Vous prenez ainsi le risque d'une véritable fracture entre la société et sa représentation, le risque, aussi, d'une fracture entre les générations.
Le projet de loi n'est pas à la hauteur de ces enjeux de société. Le législateur n'assume pas que le rôle du droit est d'abord d'énoncer la règle du jeu pour tous ; il préfère s'en laver les mains et laisser aux individus le soin de se débrouiller entre eux comme ils le pourront.
Il n'admet pas que le droit à l'identité personnelle est un droit fondamental de la personne, puisqu'il ne touche pas à la règle mais se contente d'en tempérer les effets. Il ne construit pas un nouveau modèle de responsabilité, mais conserve le vieux modèle, en choisissant le statu quo qui transforme cette loi en carcan.
L'absence même du principe de révision régulière est de ce point de vue inquiétant : nous n'aurons plus l'obligation de revoir tous les cinq ans la loi que nous allons voter. On sait bien, pourtant, combien la technique et le progrès scientifique vont plus vite que le droit : il est nécessaire d'encadrer ces avancées scientifiques.
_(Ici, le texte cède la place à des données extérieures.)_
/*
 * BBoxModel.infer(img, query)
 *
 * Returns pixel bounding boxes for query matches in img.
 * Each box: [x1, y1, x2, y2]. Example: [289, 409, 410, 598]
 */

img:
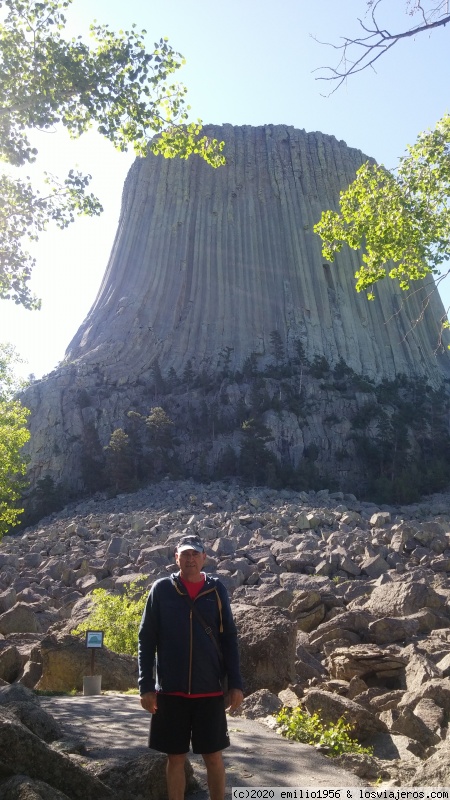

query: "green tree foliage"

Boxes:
[0, 345, 30, 538]
[314, 114, 450, 299]
[239, 418, 276, 486]
[0, 0, 224, 308]
[104, 428, 136, 492]
[72, 575, 147, 656]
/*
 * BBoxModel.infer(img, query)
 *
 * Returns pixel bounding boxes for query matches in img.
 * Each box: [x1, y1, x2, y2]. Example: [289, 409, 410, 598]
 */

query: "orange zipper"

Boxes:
[188, 608, 194, 694]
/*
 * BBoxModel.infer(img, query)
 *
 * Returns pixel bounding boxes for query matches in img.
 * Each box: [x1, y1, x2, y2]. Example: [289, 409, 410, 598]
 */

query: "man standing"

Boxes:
[138, 536, 243, 800]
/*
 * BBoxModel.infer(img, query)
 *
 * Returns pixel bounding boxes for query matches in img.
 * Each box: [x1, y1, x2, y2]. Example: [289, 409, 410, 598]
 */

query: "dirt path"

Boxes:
[40, 694, 364, 800]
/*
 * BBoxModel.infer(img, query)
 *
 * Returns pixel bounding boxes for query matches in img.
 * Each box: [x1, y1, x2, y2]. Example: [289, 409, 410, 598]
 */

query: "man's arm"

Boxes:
[227, 689, 244, 714]
[138, 584, 158, 696]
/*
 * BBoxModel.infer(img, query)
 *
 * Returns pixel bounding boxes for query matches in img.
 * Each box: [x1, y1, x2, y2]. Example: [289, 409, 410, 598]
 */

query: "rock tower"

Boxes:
[24, 125, 450, 496]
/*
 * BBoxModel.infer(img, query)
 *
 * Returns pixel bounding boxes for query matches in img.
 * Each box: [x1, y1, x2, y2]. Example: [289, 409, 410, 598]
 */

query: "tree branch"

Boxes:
[313, 0, 450, 96]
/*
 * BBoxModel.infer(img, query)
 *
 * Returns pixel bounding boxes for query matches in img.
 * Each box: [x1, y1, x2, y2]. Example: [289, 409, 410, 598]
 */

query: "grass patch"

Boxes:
[275, 706, 373, 758]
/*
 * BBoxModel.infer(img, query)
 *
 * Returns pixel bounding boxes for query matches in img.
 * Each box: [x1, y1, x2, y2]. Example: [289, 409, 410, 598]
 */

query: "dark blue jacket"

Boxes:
[138, 572, 242, 694]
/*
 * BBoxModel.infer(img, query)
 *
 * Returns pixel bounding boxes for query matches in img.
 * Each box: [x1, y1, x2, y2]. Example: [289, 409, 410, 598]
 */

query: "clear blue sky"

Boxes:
[0, 0, 450, 377]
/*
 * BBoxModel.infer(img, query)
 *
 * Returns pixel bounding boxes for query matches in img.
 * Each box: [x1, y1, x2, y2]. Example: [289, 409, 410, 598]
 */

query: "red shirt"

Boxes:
[164, 572, 223, 698]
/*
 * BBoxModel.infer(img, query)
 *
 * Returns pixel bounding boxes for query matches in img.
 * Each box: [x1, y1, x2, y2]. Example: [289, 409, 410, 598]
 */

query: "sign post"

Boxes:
[83, 631, 103, 695]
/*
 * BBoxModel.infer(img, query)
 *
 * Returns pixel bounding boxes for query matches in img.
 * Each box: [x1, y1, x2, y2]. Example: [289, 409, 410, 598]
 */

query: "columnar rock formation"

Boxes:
[67, 125, 449, 379]
[20, 125, 450, 491]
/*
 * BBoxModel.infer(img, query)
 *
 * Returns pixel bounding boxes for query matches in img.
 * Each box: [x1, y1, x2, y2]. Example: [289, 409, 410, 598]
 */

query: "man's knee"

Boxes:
[167, 753, 186, 767]
[202, 750, 223, 767]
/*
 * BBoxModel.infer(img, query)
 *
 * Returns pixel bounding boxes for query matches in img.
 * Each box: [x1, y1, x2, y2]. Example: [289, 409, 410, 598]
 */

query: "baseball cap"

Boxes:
[176, 536, 205, 553]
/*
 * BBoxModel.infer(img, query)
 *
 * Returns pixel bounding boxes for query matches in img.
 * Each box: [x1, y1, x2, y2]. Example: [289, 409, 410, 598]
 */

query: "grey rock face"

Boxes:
[19, 125, 450, 490]
[68, 125, 450, 378]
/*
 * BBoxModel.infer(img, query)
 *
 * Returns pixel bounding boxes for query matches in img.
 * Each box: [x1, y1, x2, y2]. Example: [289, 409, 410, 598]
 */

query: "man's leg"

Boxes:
[203, 750, 225, 800]
[166, 753, 186, 800]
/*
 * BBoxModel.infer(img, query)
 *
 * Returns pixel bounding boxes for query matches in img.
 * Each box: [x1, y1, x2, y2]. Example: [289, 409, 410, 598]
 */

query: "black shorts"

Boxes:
[148, 694, 230, 755]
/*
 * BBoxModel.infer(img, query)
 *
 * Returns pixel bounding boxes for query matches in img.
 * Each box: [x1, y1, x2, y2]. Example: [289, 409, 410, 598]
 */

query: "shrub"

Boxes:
[276, 706, 372, 757]
[72, 575, 147, 656]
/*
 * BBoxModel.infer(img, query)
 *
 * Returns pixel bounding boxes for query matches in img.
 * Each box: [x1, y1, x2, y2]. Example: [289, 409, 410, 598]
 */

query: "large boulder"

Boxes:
[0, 775, 70, 800]
[0, 711, 114, 800]
[97, 751, 198, 800]
[356, 581, 446, 617]
[326, 644, 408, 681]
[233, 605, 296, 694]
[37, 633, 138, 692]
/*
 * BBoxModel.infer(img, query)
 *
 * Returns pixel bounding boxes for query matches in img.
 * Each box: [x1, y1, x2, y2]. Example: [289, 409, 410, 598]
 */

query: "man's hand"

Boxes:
[141, 692, 158, 714]
[227, 689, 244, 714]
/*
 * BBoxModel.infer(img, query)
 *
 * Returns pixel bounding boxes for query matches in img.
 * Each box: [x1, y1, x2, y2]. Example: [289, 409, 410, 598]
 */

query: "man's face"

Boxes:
[175, 550, 206, 583]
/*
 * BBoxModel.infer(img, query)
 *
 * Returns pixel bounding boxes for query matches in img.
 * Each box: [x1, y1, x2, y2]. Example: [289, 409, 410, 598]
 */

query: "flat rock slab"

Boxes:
[40, 694, 365, 800]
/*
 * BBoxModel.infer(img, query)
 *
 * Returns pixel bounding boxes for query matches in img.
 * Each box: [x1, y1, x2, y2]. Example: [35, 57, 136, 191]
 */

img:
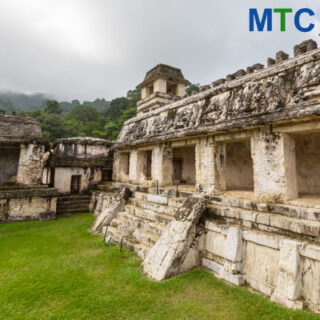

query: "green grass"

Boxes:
[0, 214, 320, 320]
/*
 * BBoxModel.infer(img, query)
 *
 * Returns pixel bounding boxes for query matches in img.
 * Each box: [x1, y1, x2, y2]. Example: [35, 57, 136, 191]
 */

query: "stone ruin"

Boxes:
[42, 137, 113, 215]
[0, 111, 113, 223]
[91, 40, 320, 312]
[0, 111, 57, 223]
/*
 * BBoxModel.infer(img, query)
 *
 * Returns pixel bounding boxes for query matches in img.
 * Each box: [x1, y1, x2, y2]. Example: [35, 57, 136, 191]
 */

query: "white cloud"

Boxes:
[0, 0, 320, 99]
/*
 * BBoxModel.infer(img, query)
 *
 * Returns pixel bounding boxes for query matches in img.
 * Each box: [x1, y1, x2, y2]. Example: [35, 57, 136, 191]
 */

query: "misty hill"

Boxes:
[0, 91, 110, 113]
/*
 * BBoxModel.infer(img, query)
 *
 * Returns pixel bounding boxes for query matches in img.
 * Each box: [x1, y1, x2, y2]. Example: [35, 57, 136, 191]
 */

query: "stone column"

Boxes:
[17, 143, 44, 185]
[195, 137, 215, 194]
[151, 145, 163, 183]
[159, 145, 174, 187]
[251, 129, 298, 202]
[213, 142, 227, 194]
[271, 240, 303, 309]
[221, 227, 244, 286]
[196, 137, 226, 194]
[128, 150, 138, 183]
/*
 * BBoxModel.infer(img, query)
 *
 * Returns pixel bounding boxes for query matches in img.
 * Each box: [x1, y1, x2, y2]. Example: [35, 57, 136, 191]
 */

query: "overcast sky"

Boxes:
[0, 0, 320, 100]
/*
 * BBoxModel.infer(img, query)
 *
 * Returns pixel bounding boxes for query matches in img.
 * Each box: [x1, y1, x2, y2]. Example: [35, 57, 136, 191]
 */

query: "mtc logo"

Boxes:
[249, 8, 315, 32]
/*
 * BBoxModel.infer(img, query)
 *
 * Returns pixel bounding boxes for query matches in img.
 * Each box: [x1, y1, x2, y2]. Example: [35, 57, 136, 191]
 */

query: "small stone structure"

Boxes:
[91, 40, 320, 312]
[0, 112, 57, 222]
[137, 64, 190, 115]
[43, 137, 113, 194]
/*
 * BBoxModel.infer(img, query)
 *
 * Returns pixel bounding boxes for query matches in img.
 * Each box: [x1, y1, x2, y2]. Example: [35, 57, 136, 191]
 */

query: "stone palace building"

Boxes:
[91, 40, 320, 312]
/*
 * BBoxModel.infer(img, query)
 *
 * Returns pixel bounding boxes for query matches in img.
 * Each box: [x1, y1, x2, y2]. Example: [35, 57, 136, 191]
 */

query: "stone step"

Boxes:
[210, 196, 320, 221]
[133, 228, 159, 247]
[102, 226, 150, 260]
[57, 202, 89, 209]
[118, 211, 143, 228]
[57, 208, 89, 214]
[132, 191, 169, 205]
[143, 222, 165, 237]
[207, 204, 320, 237]
[168, 198, 187, 209]
[125, 205, 175, 224]
[58, 194, 91, 201]
[57, 199, 90, 206]
[115, 212, 165, 236]
[129, 198, 177, 216]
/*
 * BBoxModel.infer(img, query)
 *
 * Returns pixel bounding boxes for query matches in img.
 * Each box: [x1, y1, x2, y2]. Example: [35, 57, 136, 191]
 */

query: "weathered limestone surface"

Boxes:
[0, 192, 57, 222]
[118, 50, 320, 146]
[91, 188, 130, 232]
[143, 198, 206, 281]
[0, 115, 42, 142]
[251, 129, 298, 202]
[17, 143, 45, 185]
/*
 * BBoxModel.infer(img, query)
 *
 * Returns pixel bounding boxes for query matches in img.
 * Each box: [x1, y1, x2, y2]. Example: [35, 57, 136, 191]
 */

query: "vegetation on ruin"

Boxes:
[0, 214, 320, 320]
[0, 90, 141, 142]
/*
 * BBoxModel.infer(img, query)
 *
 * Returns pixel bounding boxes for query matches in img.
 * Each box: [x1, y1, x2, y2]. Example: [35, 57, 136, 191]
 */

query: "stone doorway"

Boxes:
[0, 146, 20, 185]
[172, 146, 196, 185]
[225, 140, 254, 191]
[295, 132, 320, 199]
[145, 150, 152, 180]
[70, 175, 81, 194]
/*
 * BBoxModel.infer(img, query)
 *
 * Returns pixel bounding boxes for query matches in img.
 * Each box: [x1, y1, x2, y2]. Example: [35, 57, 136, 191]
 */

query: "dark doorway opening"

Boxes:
[146, 150, 152, 180]
[0, 148, 20, 185]
[70, 175, 81, 194]
[102, 169, 112, 182]
[173, 158, 183, 182]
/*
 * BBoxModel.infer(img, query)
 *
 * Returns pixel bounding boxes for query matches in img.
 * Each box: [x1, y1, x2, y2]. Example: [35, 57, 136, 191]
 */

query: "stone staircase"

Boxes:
[206, 197, 320, 243]
[102, 191, 185, 259]
[57, 194, 91, 216]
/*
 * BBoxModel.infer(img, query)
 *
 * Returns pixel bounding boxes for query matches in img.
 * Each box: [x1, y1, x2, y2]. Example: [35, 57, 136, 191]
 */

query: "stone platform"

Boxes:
[0, 185, 58, 223]
[92, 183, 320, 312]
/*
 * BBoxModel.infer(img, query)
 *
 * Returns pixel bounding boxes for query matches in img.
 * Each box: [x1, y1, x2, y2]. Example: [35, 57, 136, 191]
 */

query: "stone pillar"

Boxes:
[251, 129, 298, 202]
[158, 145, 173, 187]
[271, 240, 303, 309]
[195, 137, 226, 194]
[141, 87, 148, 100]
[128, 150, 138, 183]
[221, 227, 244, 286]
[151, 145, 163, 183]
[177, 83, 186, 97]
[195, 137, 215, 194]
[17, 143, 44, 185]
[213, 142, 227, 195]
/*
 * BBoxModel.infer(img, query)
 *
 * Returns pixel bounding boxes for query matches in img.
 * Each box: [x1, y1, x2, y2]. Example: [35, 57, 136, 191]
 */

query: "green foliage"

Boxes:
[39, 113, 67, 141]
[0, 214, 320, 320]
[186, 83, 200, 96]
[66, 105, 99, 122]
[44, 100, 62, 114]
[21, 90, 141, 142]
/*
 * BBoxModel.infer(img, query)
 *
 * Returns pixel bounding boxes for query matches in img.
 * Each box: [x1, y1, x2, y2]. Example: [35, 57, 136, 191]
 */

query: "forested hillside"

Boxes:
[0, 90, 141, 142]
[0, 84, 200, 142]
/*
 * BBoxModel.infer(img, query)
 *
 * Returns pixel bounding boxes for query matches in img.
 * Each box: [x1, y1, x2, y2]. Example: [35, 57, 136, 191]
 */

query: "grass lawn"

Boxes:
[0, 214, 320, 320]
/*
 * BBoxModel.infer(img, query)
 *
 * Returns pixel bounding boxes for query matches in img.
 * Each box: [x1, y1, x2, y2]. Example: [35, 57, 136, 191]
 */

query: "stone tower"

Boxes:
[137, 64, 190, 116]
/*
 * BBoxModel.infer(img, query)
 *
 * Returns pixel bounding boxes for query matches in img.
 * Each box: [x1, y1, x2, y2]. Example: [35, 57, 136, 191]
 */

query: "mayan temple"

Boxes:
[90, 40, 320, 312]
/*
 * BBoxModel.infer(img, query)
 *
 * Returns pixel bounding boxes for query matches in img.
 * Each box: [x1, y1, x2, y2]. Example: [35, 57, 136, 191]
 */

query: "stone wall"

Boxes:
[17, 143, 45, 185]
[295, 133, 320, 194]
[54, 168, 102, 193]
[118, 50, 320, 147]
[203, 220, 320, 312]
[0, 195, 57, 222]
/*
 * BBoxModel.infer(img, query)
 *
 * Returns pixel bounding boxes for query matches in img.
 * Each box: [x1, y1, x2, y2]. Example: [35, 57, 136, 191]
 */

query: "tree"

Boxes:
[66, 105, 99, 122]
[44, 100, 62, 114]
[39, 113, 67, 142]
[186, 83, 200, 96]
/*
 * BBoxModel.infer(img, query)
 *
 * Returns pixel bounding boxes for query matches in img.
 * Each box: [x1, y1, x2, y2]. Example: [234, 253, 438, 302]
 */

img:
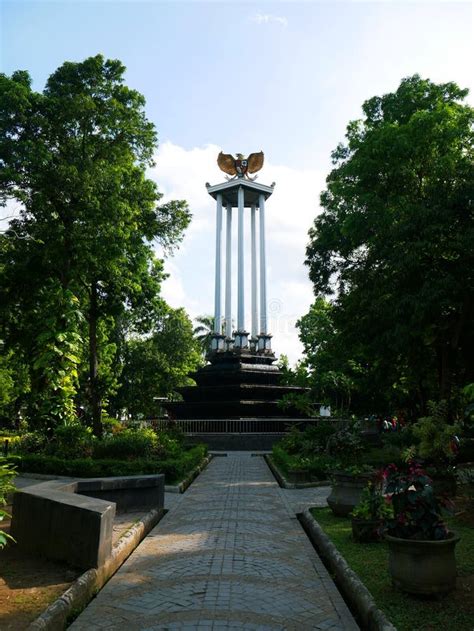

Comme l'écrivait le philosophe Jacques Ellul dans La technique ou l'enjeu du siècle, livre prémonitoire paru en 1954, le progrès technique n'entraîne pas forcément le progrès humain ; lorsque l'on ne contrôle pas démocratiquement le progrès technique, il peut se retourner contre nous, et alors que nous croyons qu'il va nous libérer de nos contraintes et de notre nécessité, il nous avilit et peut nous rendre moins libres.